I remember in high school and college becoming physically sick about public speaking. To the point where I would accept lower grades just to get back to my comfort zone..which was not being in front of people. I went for perfection in the areas that I knew, and didn’t feel comfortable trying anything different.
I promised myself I would NEVER get in front of crowds after graduating. I would occasionally have to speak to small groups early in my career, and every time it would cause me to lose sleep and have an upset stomach.
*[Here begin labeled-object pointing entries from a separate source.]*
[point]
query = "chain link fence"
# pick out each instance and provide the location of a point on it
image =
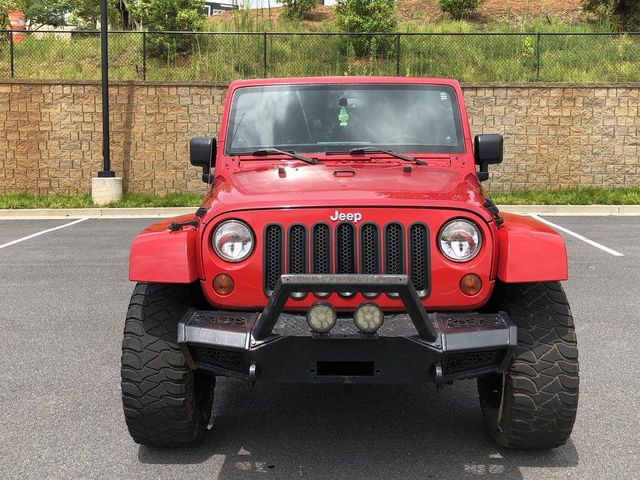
(222, 56)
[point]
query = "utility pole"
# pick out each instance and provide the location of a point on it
(106, 187)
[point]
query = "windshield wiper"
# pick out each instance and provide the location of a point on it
(406, 158)
(272, 151)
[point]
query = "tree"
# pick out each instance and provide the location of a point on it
(458, 9)
(86, 13)
(623, 13)
(38, 12)
(168, 15)
(363, 16)
(297, 8)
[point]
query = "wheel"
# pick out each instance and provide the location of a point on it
(166, 404)
(533, 405)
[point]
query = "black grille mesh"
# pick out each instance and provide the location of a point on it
(298, 249)
(418, 245)
(345, 248)
(273, 256)
(369, 244)
(321, 249)
(394, 241)
(346, 262)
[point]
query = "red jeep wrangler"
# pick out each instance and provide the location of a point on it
(346, 239)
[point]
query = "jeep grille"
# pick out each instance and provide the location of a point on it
(345, 248)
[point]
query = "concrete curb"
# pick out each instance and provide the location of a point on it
(164, 212)
(57, 213)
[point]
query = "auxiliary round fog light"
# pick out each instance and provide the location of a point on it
(321, 317)
(368, 317)
(223, 284)
(470, 284)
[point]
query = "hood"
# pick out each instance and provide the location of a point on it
(348, 184)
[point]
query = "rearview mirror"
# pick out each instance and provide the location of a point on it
(488, 150)
(202, 151)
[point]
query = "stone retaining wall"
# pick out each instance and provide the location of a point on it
(50, 134)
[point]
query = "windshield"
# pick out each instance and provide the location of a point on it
(337, 118)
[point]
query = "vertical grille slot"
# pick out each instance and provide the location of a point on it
(370, 249)
(419, 257)
(273, 258)
(321, 249)
(297, 249)
(345, 248)
(394, 249)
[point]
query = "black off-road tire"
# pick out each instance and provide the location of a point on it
(534, 404)
(166, 404)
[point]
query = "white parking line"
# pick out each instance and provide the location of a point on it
(579, 237)
(42, 232)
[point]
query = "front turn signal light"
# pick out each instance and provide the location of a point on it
(223, 284)
(470, 284)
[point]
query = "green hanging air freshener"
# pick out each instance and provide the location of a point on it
(343, 117)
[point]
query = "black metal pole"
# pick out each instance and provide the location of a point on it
(106, 159)
(538, 37)
(11, 53)
(398, 54)
(264, 52)
(144, 55)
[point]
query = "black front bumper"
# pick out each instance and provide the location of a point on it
(413, 347)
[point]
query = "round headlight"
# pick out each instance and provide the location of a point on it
(321, 317)
(232, 241)
(460, 240)
(368, 317)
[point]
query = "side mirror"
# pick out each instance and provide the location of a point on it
(488, 150)
(202, 151)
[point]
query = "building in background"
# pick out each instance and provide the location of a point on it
(213, 8)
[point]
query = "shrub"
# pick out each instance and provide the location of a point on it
(297, 8)
(362, 16)
(623, 13)
(458, 9)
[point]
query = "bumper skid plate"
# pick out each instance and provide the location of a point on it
(411, 347)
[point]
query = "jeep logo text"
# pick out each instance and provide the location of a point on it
(351, 217)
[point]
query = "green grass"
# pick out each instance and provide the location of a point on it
(470, 57)
(568, 196)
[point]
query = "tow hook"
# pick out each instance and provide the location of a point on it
(437, 375)
(252, 374)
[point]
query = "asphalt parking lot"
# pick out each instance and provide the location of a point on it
(64, 297)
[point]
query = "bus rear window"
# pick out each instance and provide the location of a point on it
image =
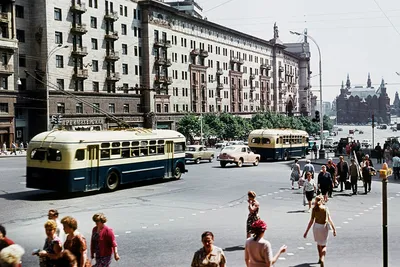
(38, 154)
(53, 154)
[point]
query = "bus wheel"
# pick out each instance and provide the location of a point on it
(177, 173)
(112, 181)
(239, 163)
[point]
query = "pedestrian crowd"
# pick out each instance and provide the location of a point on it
(64, 245)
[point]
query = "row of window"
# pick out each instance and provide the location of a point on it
(126, 108)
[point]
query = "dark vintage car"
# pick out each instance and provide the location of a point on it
(239, 155)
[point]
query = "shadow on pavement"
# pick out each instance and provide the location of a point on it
(234, 248)
(296, 211)
(45, 195)
(304, 265)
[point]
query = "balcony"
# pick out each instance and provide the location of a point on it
(8, 44)
(112, 56)
(81, 74)
(79, 8)
(79, 28)
(195, 52)
(203, 53)
(111, 16)
(163, 62)
(162, 43)
(5, 17)
(113, 77)
(112, 36)
(6, 69)
(80, 52)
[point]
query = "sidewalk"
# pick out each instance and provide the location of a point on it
(23, 154)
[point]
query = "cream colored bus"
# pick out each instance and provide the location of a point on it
(73, 161)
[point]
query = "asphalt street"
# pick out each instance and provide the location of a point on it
(160, 223)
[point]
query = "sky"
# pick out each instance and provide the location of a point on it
(356, 37)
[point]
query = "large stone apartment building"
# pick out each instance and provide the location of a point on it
(97, 63)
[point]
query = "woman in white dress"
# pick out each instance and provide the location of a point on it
(320, 218)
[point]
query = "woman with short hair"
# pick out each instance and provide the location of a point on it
(320, 217)
(52, 245)
(208, 255)
(253, 207)
(258, 251)
(75, 242)
(103, 243)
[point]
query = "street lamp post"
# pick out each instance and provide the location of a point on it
(321, 119)
(58, 47)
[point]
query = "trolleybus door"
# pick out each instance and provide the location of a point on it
(169, 150)
(93, 168)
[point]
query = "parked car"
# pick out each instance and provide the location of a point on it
(239, 155)
(197, 153)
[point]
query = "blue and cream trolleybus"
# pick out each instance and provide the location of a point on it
(74, 161)
(279, 144)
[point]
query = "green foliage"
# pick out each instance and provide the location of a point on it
(228, 126)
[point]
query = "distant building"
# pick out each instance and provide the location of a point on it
(357, 104)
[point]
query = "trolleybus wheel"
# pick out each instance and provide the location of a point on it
(112, 181)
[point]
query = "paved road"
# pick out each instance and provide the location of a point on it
(160, 224)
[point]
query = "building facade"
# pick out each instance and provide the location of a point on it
(99, 64)
(358, 104)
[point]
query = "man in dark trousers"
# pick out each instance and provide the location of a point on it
(343, 171)
(379, 153)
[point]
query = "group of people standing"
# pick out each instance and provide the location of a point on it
(65, 246)
(258, 250)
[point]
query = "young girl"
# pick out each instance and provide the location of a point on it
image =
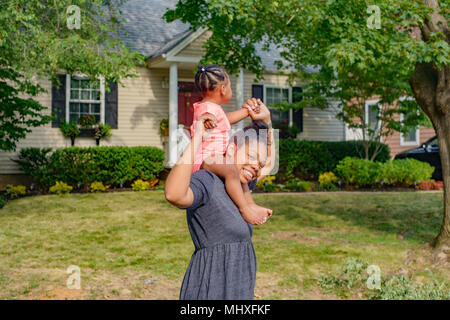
(214, 84)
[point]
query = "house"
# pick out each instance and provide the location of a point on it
(164, 89)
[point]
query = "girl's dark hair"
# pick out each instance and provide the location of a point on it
(209, 76)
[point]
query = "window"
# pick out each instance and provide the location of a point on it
(411, 138)
(275, 95)
(372, 113)
(85, 97)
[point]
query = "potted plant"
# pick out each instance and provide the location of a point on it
(101, 130)
(69, 130)
(164, 129)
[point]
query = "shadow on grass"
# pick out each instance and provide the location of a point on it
(417, 216)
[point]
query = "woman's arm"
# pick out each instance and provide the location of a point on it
(264, 115)
(238, 115)
(176, 189)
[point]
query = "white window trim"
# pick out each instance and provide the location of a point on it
(291, 113)
(366, 113)
(404, 143)
(102, 96)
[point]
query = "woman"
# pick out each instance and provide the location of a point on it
(223, 265)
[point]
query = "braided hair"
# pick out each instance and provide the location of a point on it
(208, 77)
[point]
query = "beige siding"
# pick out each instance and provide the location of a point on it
(142, 104)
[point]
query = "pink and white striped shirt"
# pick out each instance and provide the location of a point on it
(217, 141)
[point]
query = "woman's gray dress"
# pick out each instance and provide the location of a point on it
(223, 265)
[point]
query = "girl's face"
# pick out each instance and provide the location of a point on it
(226, 92)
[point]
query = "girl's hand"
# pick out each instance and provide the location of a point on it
(264, 113)
(205, 123)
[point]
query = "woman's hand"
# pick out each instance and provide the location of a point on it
(264, 113)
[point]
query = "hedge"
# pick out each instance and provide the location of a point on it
(107, 164)
(308, 159)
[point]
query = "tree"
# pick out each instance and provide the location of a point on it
(383, 48)
(39, 38)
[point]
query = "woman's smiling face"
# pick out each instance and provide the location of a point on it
(249, 159)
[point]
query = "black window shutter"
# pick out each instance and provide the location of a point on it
(258, 91)
(59, 101)
(111, 101)
(297, 114)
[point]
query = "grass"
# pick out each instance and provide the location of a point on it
(135, 245)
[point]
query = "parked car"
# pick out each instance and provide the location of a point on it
(428, 152)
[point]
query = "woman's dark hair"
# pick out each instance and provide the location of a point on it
(255, 130)
(209, 76)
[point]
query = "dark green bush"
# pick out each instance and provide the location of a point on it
(107, 164)
(358, 172)
(34, 162)
(405, 172)
(308, 159)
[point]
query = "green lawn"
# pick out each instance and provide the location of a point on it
(135, 245)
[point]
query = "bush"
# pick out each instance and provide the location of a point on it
(358, 172)
(3, 202)
(327, 178)
(140, 185)
(97, 186)
(35, 162)
(352, 275)
(327, 186)
(297, 185)
(16, 191)
(60, 188)
(307, 159)
(405, 172)
(109, 165)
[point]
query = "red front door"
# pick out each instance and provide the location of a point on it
(187, 96)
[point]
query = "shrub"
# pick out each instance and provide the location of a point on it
(140, 185)
(34, 162)
(405, 172)
(3, 202)
(358, 172)
(16, 191)
(60, 188)
(352, 275)
(297, 185)
(109, 165)
(97, 186)
(327, 178)
(307, 159)
(327, 186)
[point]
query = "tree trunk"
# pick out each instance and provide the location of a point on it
(431, 87)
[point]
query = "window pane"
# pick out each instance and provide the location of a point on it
(410, 136)
(85, 95)
(74, 94)
(73, 117)
(95, 107)
(74, 107)
(95, 95)
(84, 84)
(75, 84)
(84, 108)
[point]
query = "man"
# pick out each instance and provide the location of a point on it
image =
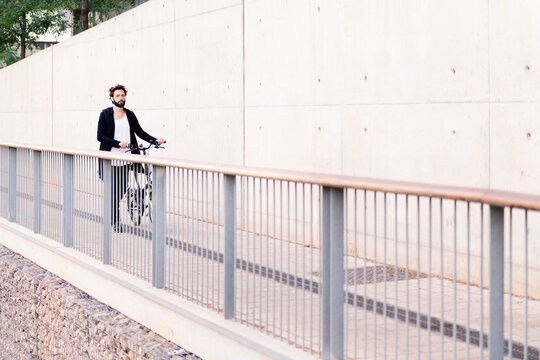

I got to a point in my career about five years ago, where there were new promotions I could go after, but part of that would require me to get in front of mid-sized groups. I almost stayed where I was, because it was comfortable and easy and I almost gave up on ever getting over my fear. But instead, I went for it, scared as hell of failure, very anxious and certain I wouldn’t be “perfect” at it.
It was outside of my comfort zone, but I continued to practice, visibly shaking the first few times I had to present, lost a lot of sleep, practiced some more, but watched as the groups slowly started growing in size, so did my confidence and I found that it’s something I actually enjoy.
I have also found some deep breathing and yoga routines that help get me in the right mindset if I am feeling nervous or anxious. I currently present frequently to small to mid-sized groups, and it gets easier every time I do it.
Today, 5 years after making a professional and personal development goal of getting more comfortable with one of my biggest fears, something happened. I had my largest stage and largest audience to date. And I wasn’t nervous or anxious at all, but rather felt EXCITED and GRATEFUL for the opportunity. I didn’t even use the notes that I made for myself.
Making a long story longer. 🤷♀️
I definitely think this book had some impact on my mindset shift and highly recommend reading this, along with listening to Reshma Saujani’s TedTalk. Be brave, not perfect!!
What fear do you have that you’ve been able to overcome or that’s still holding you back today?